In 2015 the Dudok Quartet released its first recording on the Resonus Classics label: Métamorphoses explores the theme of musical innovation through works by Ligeti, Haydn and Brahms and was awarded Editor’s Choice in Gramophone. The Quartet’s critically acclaimed second release in 2017, entitled Labyrinth, explores the use of counterpoint in works by Mozart, Ligeti and Bach. Their 2018 disc Solitude features works by Mendelssohn, Weinberg and Shostakovich curated around the theme of loss and loneliness with The Strad praising the disc as “an intense listening experience that will have you on the edge of your seat”. The Quartet’s next recording, the first instalment of the complete Haydn Opus 20 Quartets, will be released in autumn 2019.

Other recent projects have included the world premiere of Kaija Saariaho's opera Only the Sound Remains with Philippe Jaroussky and Dutch National Opera and a collaboration with director Rosabel Huguet re-imagining Beethoven's Op 132 String Quartet for children. Entitled “Quartet! A card game with Beethoven” the Quartet has so far taken the project to venues including the Vienna Konzerthaus and Festspielhaus Baden-Baden as part of their ongoing commitment to education and outreach work, with future performances including at Hamburg’s Elbphilharmonie. Another significant project of future seasons will be the Quartet’s “Rape of Artemisia” programme. Developed in a residency at Snape Maltings (Aldeburgh) alongside recorder player Erik Bosgraaf, soprano Michaela Riener and composers Josephine Stephenson and Antti Auvinen, the project recounts the famous legal battle Artemisia Gentileschi fought against Agostino Tassi who raped her aged 16 - a Renaissance “Me Too” that explores themes including abuse of power, seduction, violence and female artistic strength.
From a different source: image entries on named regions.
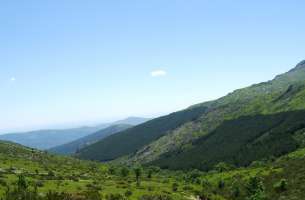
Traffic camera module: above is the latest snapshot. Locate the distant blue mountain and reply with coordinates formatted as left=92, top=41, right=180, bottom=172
left=0, top=117, right=149, bottom=150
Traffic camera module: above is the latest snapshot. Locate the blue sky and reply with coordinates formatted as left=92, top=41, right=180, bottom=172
left=0, top=0, right=305, bottom=132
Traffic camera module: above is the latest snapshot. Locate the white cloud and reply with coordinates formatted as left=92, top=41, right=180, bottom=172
left=150, top=69, right=167, bottom=77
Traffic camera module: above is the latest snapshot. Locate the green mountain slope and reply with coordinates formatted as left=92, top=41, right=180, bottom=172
left=77, top=107, right=206, bottom=161
left=0, top=138, right=305, bottom=200
left=80, top=61, right=305, bottom=169
left=48, top=124, right=132, bottom=155
left=118, top=61, right=305, bottom=166
left=151, top=110, right=305, bottom=170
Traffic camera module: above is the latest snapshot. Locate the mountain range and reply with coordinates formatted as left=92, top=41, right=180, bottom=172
left=77, top=61, right=305, bottom=170
left=0, top=117, right=149, bottom=150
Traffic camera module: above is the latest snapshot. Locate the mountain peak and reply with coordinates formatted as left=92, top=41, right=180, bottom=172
left=291, top=60, right=305, bottom=71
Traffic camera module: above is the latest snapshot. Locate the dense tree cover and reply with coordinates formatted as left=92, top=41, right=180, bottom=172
left=152, top=111, right=305, bottom=171
left=0, top=142, right=305, bottom=200
left=77, top=107, right=206, bottom=161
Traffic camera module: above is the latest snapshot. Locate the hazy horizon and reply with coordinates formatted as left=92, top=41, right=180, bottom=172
left=0, top=0, right=305, bottom=133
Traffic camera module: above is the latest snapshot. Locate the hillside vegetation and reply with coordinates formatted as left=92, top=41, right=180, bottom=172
left=77, top=107, right=206, bottom=161
left=79, top=61, right=305, bottom=169
left=0, top=142, right=305, bottom=200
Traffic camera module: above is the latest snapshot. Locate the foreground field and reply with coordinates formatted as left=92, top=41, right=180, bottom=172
left=0, top=142, right=305, bottom=200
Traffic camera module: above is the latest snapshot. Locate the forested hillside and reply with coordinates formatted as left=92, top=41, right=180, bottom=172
left=79, top=61, right=305, bottom=169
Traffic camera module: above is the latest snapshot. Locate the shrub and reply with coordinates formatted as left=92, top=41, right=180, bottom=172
left=139, top=194, right=172, bottom=200
left=273, top=179, right=288, bottom=192
left=125, top=190, right=132, bottom=197
left=172, top=183, right=179, bottom=192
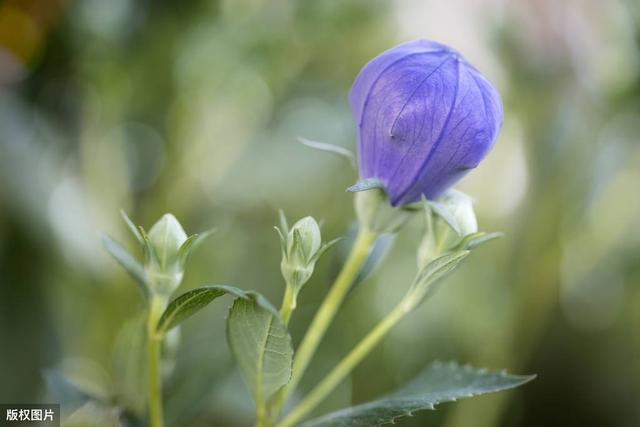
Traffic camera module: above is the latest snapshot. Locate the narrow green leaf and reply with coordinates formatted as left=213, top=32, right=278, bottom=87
left=278, top=209, right=289, bottom=236
left=273, top=225, right=287, bottom=258
left=178, top=228, right=216, bottom=267
left=156, top=286, right=246, bottom=334
left=227, top=292, right=293, bottom=408
left=101, top=234, right=149, bottom=296
left=347, top=178, right=385, bottom=193
left=303, top=362, right=535, bottom=427
left=405, top=251, right=471, bottom=308
left=460, top=231, right=504, bottom=250
left=298, top=137, right=356, bottom=169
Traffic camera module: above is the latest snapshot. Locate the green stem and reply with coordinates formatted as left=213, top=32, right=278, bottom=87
left=278, top=303, right=410, bottom=427
left=274, top=227, right=378, bottom=417
left=280, top=283, right=296, bottom=325
left=147, top=296, right=165, bottom=427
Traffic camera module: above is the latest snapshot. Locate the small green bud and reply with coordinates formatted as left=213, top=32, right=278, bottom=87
left=439, top=190, right=478, bottom=237
left=145, top=214, right=187, bottom=295
left=280, top=216, right=322, bottom=291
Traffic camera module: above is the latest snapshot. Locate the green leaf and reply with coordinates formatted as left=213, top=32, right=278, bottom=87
left=303, top=362, right=535, bottom=427
left=427, top=200, right=461, bottom=234
left=458, top=231, right=504, bottom=250
left=227, top=292, right=293, bottom=408
left=405, top=250, right=471, bottom=309
left=156, top=286, right=245, bottom=334
left=101, top=234, right=149, bottom=296
left=178, top=228, right=216, bottom=268
left=347, top=178, right=385, bottom=193
left=298, top=137, right=356, bottom=169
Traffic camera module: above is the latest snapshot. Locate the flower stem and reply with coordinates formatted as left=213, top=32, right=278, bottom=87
left=275, top=227, right=378, bottom=416
left=147, top=296, right=165, bottom=427
left=280, top=283, right=296, bottom=325
left=278, top=303, right=410, bottom=427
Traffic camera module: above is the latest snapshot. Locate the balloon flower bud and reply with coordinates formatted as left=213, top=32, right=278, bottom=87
left=350, top=40, right=503, bottom=206
left=277, top=216, right=335, bottom=295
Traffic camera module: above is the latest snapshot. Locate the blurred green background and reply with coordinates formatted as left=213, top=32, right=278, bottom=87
left=0, top=0, right=640, bottom=427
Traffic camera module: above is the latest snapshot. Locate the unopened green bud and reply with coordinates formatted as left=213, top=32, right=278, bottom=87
left=439, top=190, right=478, bottom=237
left=280, top=216, right=322, bottom=290
left=145, top=214, right=187, bottom=295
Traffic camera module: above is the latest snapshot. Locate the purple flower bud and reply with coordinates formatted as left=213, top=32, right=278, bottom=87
left=349, top=40, right=503, bottom=206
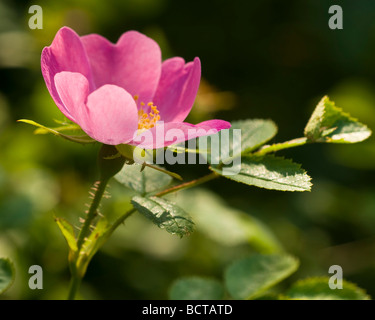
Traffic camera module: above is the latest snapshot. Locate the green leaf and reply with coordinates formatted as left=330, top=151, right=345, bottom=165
left=18, top=119, right=96, bottom=144
left=169, top=277, right=224, bottom=300
left=115, top=163, right=172, bottom=195
left=179, top=188, right=282, bottom=253
left=210, top=155, right=312, bottom=191
left=55, top=218, right=78, bottom=252
left=0, top=258, right=16, bottom=294
left=224, top=254, right=299, bottom=299
left=198, top=119, right=277, bottom=164
left=131, top=196, right=194, bottom=237
left=283, top=277, right=370, bottom=300
left=305, top=96, right=371, bottom=143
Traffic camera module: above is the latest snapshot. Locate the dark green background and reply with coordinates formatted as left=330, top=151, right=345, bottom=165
left=0, top=0, right=375, bottom=299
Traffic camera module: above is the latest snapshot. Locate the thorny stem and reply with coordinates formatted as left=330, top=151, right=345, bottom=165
left=254, top=137, right=309, bottom=156
left=77, top=179, right=108, bottom=252
left=68, top=172, right=219, bottom=300
left=68, top=179, right=109, bottom=300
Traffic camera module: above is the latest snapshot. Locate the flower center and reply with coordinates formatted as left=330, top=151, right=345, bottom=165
left=134, top=96, right=160, bottom=130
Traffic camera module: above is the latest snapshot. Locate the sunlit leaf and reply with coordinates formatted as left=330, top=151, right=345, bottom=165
left=55, top=218, right=78, bottom=251
left=0, top=258, right=16, bottom=294
left=115, top=163, right=172, bottom=195
left=131, top=196, right=194, bottom=237
left=284, top=277, right=370, bottom=300
left=198, top=119, right=277, bottom=164
left=179, top=188, right=282, bottom=253
left=305, top=96, right=371, bottom=143
left=224, top=254, right=299, bottom=299
left=18, top=119, right=96, bottom=144
left=169, top=277, right=224, bottom=300
left=210, top=155, right=312, bottom=191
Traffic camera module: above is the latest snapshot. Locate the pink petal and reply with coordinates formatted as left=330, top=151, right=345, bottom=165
left=87, top=84, right=138, bottom=145
left=55, top=72, right=138, bottom=145
left=153, top=57, right=201, bottom=122
left=41, top=27, right=92, bottom=119
left=128, top=120, right=231, bottom=149
left=81, top=31, right=161, bottom=104
left=54, top=71, right=90, bottom=125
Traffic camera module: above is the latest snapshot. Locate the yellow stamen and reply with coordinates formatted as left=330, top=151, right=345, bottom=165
left=138, top=102, right=160, bottom=130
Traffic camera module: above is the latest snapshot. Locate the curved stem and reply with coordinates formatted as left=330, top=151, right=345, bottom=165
left=68, top=272, right=82, bottom=300
left=155, top=172, right=220, bottom=197
left=68, top=172, right=219, bottom=300
left=77, top=179, right=108, bottom=253
left=254, top=137, right=309, bottom=156
left=68, top=179, right=109, bottom=300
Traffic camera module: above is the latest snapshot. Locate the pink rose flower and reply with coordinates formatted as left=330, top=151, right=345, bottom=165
left=41, top=27, right=230, bottom=148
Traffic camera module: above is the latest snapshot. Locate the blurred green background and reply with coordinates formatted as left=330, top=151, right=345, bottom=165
left=0, top=0, right=375, bottom=299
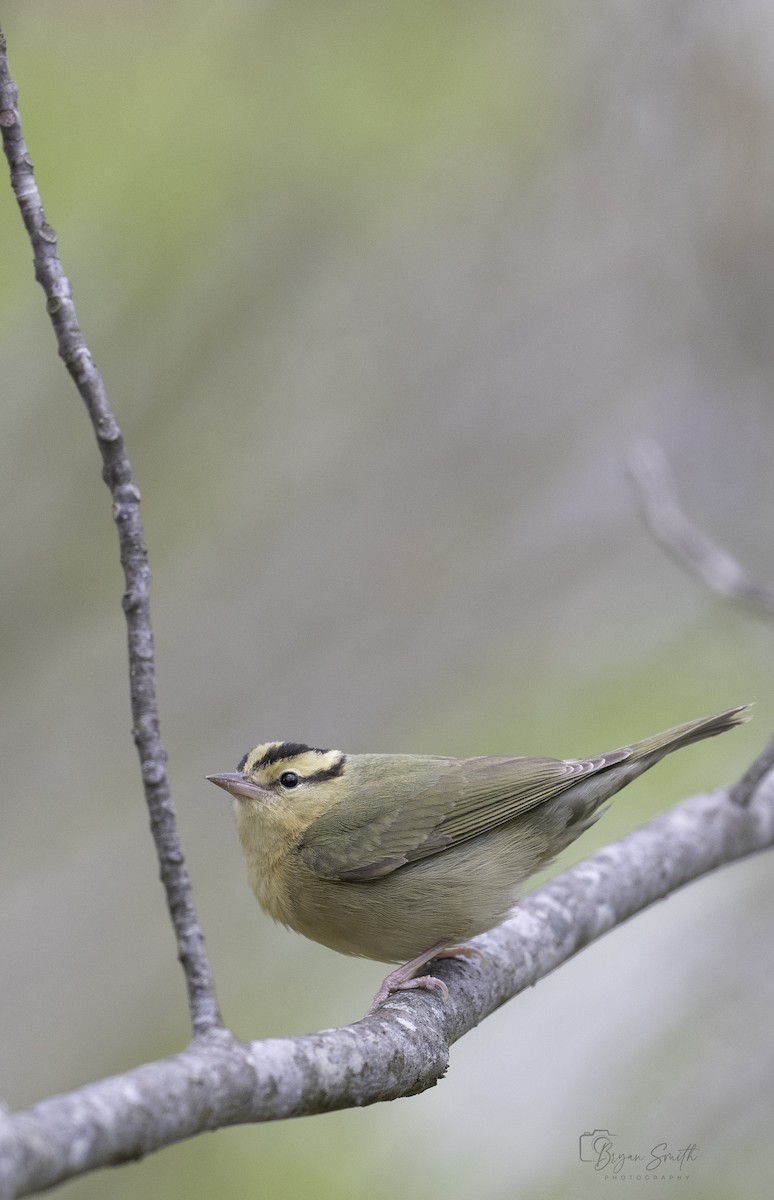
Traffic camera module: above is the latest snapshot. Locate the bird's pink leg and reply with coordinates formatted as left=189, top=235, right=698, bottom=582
left=366, top=942, right=486, bottom=1016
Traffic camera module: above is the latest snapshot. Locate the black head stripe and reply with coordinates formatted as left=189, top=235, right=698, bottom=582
left=254, top=742, right=328, bottom=767
left=306, top=754, right=347, bottom=784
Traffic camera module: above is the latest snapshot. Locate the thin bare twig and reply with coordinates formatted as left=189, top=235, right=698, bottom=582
left=0, top=21, right=222, bottom=1033
left=628, top=440, right=774, bottom=619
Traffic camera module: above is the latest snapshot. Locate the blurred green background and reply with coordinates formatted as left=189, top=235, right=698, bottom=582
left=0, top=0, right=774, bottom=1200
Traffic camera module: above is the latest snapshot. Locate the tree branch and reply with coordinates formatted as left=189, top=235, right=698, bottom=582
left=628, top=440, right=774, bottom=619
left=0, top=21, right=222, bottom=1033
left=0, top=748, right=774, bottom=1198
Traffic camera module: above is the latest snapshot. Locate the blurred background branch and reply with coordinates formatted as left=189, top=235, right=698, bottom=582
left=629, top=440, right=774, bottom=619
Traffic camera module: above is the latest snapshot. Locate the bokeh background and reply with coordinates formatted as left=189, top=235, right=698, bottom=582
left=0, top=0, right=774, bottom=1200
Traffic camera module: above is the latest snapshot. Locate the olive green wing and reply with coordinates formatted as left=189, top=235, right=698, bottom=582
left=299, top=748, right=631, bottom=881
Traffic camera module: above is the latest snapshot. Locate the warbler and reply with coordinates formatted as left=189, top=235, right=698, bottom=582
left=206, top=704, right=750, bottom=1012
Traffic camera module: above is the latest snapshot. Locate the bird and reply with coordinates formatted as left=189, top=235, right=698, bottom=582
left=206, top=704, right=751, bottom=1013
Having first met as members of the Ricciotti Ensemble, a Dutch street symphony orchestra, the Dudok Quartet studied at the Hochschule für Musik in Cologne with the Alban Berg Quartet and later at the Dutch String Quartet Academy with Marc Danel of the Danel Quartet. Other important mentors include Eberhard Feltz, Peter Cropper (Lindsay Quartet), Luc-Marie Aguera (Quatuor Ysaÿe) and Stefan Metz. Winner of a 2018 Borletti-Buitoni Trust Award, other awards include prizes at the Bordeaux International String Quartet Competition and Joseph Joachim International Chamber Music Competition Weimar as well as the prestigious Dutch Kersjes Prize (2014).

The Quartet performs on instruments generously on loan from the Dutch Musical Instrument Foundation (NMF); violins by Francesco Goffriller and Vincenzo Panormo, viola by Max Möller and cello by Jean-Baptiste Vuillaume. It takes its name from renowned Dutch architect Willem Marinus Dudok (1884–1974). A great lover of music, Dudok came from a musical family and composed in his spare time, saying 'I feel deeply the common core of music and architecture: after all, they both derive their value from the right proportions'.